Chryssohoidis sagte dem griechischen Fernsehsender Mega, der Ausschnitte aus der Rede zeigte, Röslers Worte seien "unangemessen". Er wisse um die Probleme der deutschen Innenpolitik mit einer FDP, die in Umfragen bei 1,5 Prozent liege, sagte der Minister. Somit nehme sich Rösler "Griechenland vor, um den deutschen Bürgern zu gefallen". "Das ist inakzeptabel, sein Verhalten macht mich wirklich traurig", sagte Chryssohoidis.
Auch Bundesfinanzminister Wolfgang Schäuble (CDU) hatte bereits mit Äußerungen über das griechische Krisenmanagement für Zorn in Athen gesorgt. Der griechische Präsident Karolos Papoulias hatte Schäuble vorgeworfen, er wolle die Griechen verhöhnen.

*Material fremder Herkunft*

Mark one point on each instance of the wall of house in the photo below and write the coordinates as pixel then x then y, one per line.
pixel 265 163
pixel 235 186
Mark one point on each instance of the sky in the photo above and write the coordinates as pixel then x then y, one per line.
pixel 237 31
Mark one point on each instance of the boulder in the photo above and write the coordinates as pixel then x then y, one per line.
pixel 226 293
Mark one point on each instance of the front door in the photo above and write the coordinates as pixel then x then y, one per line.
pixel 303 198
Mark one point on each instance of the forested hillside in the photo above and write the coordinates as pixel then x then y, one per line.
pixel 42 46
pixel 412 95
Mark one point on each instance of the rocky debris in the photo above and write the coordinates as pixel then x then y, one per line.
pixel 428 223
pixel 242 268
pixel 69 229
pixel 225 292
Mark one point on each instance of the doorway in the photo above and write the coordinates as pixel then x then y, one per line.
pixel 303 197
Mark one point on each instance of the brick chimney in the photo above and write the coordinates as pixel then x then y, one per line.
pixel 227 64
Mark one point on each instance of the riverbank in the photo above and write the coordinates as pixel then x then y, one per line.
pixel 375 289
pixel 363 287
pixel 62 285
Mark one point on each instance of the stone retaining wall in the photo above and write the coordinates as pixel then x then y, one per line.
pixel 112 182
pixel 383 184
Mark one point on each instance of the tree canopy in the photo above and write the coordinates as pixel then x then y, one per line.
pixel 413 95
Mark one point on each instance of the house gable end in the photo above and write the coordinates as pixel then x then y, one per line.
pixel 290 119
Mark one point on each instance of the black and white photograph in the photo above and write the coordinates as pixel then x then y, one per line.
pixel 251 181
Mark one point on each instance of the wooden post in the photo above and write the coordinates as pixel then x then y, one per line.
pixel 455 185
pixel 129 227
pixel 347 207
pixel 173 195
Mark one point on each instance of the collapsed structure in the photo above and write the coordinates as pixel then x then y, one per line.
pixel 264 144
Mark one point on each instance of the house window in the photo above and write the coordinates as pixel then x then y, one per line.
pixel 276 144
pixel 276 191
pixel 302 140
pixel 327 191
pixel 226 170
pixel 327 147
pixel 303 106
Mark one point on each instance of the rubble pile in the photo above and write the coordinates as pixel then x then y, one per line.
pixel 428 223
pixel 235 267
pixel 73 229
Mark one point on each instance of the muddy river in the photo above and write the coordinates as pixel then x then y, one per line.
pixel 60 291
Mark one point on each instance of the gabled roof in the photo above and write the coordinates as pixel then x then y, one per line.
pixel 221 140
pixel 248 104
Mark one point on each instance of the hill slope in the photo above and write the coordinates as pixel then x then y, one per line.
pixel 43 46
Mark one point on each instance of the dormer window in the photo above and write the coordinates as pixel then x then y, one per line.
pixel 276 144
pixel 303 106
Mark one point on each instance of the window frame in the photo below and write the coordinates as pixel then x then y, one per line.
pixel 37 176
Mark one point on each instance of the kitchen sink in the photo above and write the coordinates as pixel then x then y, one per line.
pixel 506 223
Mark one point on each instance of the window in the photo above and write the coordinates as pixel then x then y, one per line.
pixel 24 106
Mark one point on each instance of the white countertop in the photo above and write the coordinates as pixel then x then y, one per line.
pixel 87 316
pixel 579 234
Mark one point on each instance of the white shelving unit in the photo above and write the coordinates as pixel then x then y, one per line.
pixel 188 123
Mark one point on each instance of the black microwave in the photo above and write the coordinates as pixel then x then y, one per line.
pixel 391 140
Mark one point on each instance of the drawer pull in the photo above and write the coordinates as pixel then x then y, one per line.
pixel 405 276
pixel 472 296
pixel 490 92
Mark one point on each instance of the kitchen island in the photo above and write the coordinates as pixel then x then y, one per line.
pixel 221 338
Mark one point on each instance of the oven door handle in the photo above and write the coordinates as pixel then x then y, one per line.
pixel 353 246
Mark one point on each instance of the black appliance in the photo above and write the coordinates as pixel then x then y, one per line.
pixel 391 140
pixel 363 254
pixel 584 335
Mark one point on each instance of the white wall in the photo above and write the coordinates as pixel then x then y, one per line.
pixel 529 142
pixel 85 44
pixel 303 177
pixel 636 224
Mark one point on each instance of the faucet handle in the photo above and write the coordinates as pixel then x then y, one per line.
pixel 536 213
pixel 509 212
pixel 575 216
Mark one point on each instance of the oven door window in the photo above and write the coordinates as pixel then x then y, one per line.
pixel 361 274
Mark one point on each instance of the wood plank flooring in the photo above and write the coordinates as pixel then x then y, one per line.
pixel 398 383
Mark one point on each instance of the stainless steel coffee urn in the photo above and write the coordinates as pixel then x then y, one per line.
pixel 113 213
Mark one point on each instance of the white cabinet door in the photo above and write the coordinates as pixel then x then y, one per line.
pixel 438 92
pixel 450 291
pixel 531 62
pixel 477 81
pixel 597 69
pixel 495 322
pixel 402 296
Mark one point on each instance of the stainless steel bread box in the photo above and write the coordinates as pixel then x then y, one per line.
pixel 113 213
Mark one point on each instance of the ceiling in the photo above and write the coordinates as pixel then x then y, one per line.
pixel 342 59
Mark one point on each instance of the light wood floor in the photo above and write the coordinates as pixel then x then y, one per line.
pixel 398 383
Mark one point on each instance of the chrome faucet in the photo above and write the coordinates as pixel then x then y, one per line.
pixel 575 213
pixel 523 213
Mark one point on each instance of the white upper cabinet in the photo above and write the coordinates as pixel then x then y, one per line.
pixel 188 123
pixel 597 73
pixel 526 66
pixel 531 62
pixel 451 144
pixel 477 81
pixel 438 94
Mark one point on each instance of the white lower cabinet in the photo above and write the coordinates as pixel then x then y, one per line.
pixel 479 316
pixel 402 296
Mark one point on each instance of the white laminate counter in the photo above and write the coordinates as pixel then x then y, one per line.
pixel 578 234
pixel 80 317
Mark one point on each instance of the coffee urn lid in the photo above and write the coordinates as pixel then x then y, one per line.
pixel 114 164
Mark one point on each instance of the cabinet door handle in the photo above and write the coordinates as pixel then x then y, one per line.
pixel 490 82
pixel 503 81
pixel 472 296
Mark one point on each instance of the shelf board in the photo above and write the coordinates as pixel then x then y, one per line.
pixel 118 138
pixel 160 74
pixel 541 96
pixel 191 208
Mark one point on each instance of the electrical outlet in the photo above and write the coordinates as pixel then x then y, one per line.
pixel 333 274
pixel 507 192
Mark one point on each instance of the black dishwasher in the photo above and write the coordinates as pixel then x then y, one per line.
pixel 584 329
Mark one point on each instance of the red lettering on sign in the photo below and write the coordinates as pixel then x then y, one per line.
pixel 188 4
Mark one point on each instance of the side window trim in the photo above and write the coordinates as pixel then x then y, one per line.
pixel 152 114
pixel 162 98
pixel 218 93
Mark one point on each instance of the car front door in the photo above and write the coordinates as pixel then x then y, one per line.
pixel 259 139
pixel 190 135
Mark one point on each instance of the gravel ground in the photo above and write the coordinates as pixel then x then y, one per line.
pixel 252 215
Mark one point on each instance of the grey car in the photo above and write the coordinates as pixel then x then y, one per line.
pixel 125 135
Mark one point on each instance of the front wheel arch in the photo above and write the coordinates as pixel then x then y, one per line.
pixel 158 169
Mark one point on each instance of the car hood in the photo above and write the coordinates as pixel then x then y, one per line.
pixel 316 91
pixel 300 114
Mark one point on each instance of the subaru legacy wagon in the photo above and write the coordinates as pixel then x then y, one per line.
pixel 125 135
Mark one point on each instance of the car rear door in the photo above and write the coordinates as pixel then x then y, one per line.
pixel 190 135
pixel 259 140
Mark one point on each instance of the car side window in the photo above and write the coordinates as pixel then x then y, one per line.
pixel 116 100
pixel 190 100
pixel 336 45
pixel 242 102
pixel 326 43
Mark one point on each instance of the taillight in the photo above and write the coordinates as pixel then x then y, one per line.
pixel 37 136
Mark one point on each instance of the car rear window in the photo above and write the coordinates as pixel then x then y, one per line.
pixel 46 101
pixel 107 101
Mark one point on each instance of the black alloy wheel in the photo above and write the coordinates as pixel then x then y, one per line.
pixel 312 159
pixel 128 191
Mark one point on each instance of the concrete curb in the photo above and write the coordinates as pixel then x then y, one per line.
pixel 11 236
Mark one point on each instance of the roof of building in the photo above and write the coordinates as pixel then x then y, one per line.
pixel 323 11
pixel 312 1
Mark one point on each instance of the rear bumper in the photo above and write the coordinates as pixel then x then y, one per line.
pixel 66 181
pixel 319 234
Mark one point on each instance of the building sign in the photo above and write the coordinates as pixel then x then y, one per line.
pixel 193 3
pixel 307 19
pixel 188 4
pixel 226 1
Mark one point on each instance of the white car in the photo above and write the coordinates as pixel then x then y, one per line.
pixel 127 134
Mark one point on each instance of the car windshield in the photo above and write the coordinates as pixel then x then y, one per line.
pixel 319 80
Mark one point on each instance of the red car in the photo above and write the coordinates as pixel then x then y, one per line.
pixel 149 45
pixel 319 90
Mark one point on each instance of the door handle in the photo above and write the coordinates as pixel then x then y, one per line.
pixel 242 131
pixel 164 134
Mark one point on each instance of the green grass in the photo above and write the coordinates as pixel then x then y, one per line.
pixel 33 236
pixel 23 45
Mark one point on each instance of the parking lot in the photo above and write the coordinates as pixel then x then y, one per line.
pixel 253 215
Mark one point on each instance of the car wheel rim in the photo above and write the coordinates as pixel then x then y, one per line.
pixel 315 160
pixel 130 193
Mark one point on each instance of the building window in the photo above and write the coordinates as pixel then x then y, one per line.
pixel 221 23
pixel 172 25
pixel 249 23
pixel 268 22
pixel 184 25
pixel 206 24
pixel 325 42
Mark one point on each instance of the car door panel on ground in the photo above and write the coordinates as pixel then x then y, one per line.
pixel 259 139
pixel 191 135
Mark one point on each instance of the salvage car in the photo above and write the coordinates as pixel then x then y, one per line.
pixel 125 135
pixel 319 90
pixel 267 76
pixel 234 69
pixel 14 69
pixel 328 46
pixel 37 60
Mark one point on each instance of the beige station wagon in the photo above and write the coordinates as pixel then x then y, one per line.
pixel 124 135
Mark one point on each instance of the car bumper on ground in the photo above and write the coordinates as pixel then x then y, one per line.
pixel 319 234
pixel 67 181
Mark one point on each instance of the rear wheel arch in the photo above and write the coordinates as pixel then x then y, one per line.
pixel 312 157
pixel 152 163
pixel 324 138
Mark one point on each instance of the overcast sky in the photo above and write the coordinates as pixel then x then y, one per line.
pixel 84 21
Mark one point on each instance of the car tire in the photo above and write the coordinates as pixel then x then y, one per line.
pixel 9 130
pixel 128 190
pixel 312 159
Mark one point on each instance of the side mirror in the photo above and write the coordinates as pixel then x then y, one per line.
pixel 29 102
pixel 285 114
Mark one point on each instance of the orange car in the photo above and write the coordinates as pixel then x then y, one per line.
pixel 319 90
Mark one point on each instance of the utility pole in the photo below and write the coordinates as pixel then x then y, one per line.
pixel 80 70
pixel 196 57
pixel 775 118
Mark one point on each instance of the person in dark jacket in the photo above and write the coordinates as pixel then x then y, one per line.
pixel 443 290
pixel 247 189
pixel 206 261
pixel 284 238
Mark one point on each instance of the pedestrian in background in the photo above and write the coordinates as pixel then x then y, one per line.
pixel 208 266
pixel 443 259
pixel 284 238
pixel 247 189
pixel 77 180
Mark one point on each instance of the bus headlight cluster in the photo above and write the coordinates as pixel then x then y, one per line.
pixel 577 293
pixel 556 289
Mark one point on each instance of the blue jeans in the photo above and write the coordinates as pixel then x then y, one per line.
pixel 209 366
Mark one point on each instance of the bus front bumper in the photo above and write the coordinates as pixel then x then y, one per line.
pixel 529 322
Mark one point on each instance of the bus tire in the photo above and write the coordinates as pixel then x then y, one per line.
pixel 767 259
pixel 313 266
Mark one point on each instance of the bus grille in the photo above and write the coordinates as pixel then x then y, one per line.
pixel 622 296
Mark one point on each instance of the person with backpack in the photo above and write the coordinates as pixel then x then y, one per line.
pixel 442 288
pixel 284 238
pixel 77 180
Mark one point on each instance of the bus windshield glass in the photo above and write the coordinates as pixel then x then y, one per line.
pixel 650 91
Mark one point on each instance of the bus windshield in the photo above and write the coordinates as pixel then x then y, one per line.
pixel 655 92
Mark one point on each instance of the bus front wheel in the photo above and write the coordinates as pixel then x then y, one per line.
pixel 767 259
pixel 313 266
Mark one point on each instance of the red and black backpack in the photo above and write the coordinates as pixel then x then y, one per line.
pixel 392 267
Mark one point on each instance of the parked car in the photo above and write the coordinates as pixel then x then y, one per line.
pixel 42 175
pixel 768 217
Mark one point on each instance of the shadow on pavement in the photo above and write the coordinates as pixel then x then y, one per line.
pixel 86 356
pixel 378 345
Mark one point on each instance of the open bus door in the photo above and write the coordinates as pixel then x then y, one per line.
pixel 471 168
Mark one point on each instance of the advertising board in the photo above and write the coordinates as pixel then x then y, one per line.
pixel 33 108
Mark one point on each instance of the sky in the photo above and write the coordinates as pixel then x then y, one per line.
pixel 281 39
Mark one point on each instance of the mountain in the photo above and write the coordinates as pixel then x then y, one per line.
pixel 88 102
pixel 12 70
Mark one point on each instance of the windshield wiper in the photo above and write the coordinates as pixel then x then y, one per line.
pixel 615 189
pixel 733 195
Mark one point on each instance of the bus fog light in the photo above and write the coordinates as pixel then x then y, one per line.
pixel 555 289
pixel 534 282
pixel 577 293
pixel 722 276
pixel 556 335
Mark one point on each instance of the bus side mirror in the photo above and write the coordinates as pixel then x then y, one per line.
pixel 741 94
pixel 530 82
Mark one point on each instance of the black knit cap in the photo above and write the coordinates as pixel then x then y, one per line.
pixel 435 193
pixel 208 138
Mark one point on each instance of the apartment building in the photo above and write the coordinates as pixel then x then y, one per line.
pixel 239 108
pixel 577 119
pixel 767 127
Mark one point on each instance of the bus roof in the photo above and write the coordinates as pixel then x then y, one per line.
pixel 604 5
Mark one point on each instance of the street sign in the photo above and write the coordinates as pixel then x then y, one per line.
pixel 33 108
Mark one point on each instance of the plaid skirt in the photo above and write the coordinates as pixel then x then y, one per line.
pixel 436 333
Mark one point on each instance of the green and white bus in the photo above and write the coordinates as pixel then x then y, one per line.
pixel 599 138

Schäuble hatte in einem SWR-Interview gesagt: "Wir können helfen, aber wir können nicht in ein Fass ohne Boden schütten". Kritisiert wurde Schäuble zudem, weil er den Griechen nahelegte, die Wahlen im April zu verschieben, damit die Hilfszusagen der Eurogruppen nicht durch einen Regierungswechsel in Frage gestellt werden können.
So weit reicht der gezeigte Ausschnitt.